Case Study 31.2: Hybrid Architecture — z/OS Core + Cloud Digital
Background
Continental Trust Corporation is a large commercial bank with $85 billion in assets, 4 million customer accounts, and operations across 15 states. The bank's core banking system has run on DB2 for z/OS for 28 years. The mainframe processes 45 million transactions daily through CICS online applications and batch processing.
The Business Imperative
Continental's board has mandated the launch of a digital banking platform — mobile app and web portal — within 12 months. The platform must:
- Support 2 million mobile users with sub-second API response times.
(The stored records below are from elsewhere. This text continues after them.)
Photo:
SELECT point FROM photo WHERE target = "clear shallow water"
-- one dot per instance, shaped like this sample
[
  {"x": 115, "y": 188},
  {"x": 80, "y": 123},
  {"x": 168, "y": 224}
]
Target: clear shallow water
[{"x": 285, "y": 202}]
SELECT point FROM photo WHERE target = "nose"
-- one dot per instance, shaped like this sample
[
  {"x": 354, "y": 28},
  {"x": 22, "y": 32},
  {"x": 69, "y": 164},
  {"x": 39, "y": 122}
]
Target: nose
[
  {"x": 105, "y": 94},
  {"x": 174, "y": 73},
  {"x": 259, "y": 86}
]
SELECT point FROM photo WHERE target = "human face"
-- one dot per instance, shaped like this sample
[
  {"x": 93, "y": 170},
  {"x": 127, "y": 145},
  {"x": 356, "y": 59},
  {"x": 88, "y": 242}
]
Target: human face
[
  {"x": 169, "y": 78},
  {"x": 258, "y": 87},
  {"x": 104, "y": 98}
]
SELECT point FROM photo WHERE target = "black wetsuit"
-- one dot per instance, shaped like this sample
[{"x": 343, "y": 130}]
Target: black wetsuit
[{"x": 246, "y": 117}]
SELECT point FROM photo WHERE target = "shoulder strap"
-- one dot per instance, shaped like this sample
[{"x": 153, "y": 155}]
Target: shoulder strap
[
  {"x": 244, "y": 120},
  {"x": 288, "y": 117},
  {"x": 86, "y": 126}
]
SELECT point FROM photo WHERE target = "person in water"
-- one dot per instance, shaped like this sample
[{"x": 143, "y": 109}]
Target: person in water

- Display real-time account balances and transaction history.
- Enable fund transfers, bill payments, and mobile check deposits.
- Provide personalized product recommendations based on transaction patterns.
- Scale elastically during peak periods (Monday mornings, payroll days, tax season).
The Constraint
The CTO has made clear: "The core ledger stays on the mainframe. It processes 45 million transactions daily with five-nines reliability. We are not re-platforming it."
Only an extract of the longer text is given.